Quantum chemical calculations suggest that the amino acid glycine the simplest amino acid might be formed by combining a chemical precursor (amino ketene) with a water molecule.
Unlike other techniques, the formation of a peptide requires the addition of a water component to produce the amino acid from its precursor, but the subsequent removal of a water component to construct the peptide. Hence, Krasnokutski wanted to see if there was a detour route that might be taken, based on dust particles in a vacuum, where thecorresponding chemicals are present in abundance: carbon, ammonia, and carbon monoxide.
Polyglycine monomers aminoketene molecules formed after being condensed on the surface of cosmic dust. Encounters between these aminoketene molecules subsequently resulted in their polymerization and the production of the peptide polyglycine.
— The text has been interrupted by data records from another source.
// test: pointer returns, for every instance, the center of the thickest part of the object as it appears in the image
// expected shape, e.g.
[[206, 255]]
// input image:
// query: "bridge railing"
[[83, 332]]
According to Krasnokutski, the major discovery is that amino acids are more powerful to form, and more easily polymerize. This technique is particularly useful for molecular clouds and protoplanetary disks.
This research has significant implications for studying the beginnings of life, whether it be on Earth or extraterritorially. However, Krasnokutski warns that there is still so much that we do not know about this new chemical path.
A relatively short glycine peptide, which was previously called proteins, was discovered at low temperatures. However, they were completely spontaneous at low temperatures. Adding energetic photons, as seen in the interstellar medium, or adding other chemicals that might be used as catalysts or contribute to the reaction, according to Krasnokutski.